И вот прорезается ближний угол аэродрома, а в воздухе темнеют какие-то бесформенные пятна. Пятна, словно их спрыснули особым проявителем, моментально оформились в самолеты. Две группы — «мессершмитты» и «фоккеры». Мы врезались в «мессершмитты». Они шарахнулись от нас вправо, в строй «фоккеров». «Фоккеры», опасаясь столкновения со своими, метнулись в нашу сторону. Внезапно мы попали в окружение примерно десятка самолетов. Хорошо, что заранее были готовы ко всяким неожиданностям. Маневр врага случаен, и сразу созрело решение: не дав противнику опомниться, мы должны оторваться от него.
Как хорошо, что в такие мгновения мускулы не отстают от мысли! Прошла секунда с момента встречи с врагом, а наши «яки» уже нырнули к земле. На пикировании мы повернулись в сторону фашистского аэродрома. За ним — линия фронта, а там — Скоморохи. А если над аэродромом патруль? И в этом случае нас должна выручить быстрота и решительность.

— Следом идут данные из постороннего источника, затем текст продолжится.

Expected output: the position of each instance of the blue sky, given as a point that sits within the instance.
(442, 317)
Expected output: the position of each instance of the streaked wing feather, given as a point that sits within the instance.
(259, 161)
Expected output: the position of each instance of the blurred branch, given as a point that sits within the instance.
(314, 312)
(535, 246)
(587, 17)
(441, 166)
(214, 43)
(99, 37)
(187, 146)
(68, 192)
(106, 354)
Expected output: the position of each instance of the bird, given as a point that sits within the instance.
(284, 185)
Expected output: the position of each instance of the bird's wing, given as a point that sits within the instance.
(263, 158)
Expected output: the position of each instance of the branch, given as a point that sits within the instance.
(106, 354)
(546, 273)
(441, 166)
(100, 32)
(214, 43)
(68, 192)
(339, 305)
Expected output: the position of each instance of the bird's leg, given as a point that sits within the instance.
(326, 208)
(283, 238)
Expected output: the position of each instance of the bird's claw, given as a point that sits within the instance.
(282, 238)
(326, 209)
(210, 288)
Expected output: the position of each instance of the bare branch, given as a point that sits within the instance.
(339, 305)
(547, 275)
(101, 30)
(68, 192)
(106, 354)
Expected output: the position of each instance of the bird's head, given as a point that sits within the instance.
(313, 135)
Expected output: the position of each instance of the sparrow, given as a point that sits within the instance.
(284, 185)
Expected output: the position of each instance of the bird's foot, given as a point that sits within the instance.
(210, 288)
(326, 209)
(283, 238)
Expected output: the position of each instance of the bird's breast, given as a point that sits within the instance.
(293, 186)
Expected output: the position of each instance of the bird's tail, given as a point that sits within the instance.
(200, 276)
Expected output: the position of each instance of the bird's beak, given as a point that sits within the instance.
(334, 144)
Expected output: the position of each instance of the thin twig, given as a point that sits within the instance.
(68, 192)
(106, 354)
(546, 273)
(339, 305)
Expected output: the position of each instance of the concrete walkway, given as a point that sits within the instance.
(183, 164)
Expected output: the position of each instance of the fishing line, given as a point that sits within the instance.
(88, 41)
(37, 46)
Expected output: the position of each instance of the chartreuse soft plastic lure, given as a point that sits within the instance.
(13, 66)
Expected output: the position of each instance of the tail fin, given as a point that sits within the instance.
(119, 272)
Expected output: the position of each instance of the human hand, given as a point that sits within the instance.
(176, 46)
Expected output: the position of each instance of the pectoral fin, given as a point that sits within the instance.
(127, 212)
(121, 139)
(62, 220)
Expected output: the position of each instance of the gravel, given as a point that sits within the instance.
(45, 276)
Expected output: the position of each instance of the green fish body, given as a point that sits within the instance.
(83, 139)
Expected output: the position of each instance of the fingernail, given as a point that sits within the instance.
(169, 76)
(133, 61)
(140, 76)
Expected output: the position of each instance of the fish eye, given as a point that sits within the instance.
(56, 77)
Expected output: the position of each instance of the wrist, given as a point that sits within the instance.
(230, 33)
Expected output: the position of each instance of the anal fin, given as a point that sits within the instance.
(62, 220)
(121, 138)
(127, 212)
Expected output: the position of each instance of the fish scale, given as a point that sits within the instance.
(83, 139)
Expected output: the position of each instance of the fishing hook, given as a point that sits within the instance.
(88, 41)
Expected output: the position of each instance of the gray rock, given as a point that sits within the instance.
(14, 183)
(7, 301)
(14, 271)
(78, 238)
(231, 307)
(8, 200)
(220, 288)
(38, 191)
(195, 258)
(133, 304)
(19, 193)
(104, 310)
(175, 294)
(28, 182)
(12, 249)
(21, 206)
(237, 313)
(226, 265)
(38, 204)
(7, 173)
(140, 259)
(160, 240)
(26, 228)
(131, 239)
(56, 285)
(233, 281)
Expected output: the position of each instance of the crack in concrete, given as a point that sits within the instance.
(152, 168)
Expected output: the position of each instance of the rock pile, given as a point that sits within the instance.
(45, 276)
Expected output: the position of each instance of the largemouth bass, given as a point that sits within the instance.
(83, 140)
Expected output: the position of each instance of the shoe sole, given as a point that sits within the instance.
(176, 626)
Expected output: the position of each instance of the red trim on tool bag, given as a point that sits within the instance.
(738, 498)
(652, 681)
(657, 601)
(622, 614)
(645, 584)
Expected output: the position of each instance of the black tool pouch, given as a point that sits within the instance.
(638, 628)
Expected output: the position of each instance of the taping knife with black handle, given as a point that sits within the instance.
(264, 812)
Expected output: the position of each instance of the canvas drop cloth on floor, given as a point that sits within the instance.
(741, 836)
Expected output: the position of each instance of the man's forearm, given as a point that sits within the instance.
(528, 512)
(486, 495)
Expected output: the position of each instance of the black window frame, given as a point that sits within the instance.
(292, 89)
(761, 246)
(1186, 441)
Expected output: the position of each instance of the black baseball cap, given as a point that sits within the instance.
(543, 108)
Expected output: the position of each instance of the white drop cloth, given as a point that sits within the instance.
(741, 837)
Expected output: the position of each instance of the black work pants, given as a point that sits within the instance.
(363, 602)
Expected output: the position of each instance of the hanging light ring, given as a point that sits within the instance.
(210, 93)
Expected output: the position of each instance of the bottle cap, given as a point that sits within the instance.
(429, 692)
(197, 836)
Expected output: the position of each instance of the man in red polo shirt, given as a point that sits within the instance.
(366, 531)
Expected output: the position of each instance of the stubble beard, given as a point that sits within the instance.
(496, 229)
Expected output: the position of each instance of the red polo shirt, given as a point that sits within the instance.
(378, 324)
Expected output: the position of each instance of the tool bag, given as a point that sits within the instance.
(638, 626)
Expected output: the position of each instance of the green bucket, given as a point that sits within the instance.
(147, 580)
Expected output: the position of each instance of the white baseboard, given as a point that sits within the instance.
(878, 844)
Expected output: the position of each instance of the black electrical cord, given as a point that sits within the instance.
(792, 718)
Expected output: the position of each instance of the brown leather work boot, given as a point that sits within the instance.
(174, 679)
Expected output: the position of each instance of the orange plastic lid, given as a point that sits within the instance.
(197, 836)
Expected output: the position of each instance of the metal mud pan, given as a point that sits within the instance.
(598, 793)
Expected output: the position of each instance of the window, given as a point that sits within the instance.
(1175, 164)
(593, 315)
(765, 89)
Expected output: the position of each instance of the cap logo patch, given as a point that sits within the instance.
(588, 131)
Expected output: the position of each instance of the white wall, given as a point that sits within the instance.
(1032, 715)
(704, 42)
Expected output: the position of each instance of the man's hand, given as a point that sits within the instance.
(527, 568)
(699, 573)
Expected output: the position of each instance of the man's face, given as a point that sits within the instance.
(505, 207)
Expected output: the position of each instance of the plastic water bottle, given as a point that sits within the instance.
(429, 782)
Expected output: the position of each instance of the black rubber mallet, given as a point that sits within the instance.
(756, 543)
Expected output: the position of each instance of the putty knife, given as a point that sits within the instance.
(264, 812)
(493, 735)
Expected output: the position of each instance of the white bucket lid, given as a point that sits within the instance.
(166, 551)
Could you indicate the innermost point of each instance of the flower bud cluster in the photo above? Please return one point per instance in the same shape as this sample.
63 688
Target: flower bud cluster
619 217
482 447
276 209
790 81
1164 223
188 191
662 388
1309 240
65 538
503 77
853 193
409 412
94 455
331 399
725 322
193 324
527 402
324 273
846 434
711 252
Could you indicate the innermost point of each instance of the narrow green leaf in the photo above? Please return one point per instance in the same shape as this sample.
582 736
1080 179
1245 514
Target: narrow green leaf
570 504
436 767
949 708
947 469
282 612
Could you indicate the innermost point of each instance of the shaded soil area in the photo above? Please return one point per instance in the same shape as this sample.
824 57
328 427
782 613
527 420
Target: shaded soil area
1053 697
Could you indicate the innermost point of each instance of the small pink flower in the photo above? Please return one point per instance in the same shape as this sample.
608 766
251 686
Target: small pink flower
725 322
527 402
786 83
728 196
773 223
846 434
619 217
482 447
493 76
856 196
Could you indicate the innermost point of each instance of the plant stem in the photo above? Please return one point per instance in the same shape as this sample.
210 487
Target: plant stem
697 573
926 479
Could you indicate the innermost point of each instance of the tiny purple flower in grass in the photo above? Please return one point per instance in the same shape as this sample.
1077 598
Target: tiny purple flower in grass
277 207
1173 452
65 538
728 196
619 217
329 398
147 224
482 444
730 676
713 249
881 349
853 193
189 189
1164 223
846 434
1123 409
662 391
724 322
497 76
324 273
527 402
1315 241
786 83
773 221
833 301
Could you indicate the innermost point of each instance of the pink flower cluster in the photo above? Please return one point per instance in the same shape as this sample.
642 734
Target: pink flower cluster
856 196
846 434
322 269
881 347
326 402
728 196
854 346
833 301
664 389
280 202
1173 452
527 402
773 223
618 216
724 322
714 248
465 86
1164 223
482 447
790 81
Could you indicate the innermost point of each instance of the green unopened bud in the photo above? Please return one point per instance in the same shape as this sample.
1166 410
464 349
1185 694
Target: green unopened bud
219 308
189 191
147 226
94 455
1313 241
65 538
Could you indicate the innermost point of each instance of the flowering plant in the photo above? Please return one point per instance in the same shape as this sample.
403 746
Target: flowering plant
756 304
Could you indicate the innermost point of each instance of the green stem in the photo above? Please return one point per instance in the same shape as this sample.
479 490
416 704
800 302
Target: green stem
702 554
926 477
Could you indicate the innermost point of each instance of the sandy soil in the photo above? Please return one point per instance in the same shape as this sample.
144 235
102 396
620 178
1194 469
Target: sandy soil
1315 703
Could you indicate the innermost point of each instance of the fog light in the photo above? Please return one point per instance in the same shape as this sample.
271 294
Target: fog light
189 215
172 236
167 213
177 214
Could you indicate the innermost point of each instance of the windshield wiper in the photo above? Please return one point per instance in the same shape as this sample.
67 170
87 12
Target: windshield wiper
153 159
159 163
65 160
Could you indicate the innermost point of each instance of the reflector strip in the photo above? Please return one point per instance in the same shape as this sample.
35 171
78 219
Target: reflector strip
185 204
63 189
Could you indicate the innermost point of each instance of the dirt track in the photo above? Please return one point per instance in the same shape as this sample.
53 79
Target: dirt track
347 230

Выйдя из пикирования, мы увидели сзади себя только одну пару «фоккеров». Остальные истребители остались на высоте. Они не привыкли видеть «яков» в пикировании, поэтому, очевидно, потеряли нас в дымке. Но скоро эта пара «фоккеров» передаст, где мы, и тогда все фашистские истребители, как борзые, бросятся вдогон.
Видимость внизу хорошая. Аэродром теперь как на ладони. На нем самолетов не меньше, чем двое суток назад. Значит, гитлеровцы уже восполнили потери. С противоположной стороны летного поля на старте стоят истребители, должно быть, дежурные.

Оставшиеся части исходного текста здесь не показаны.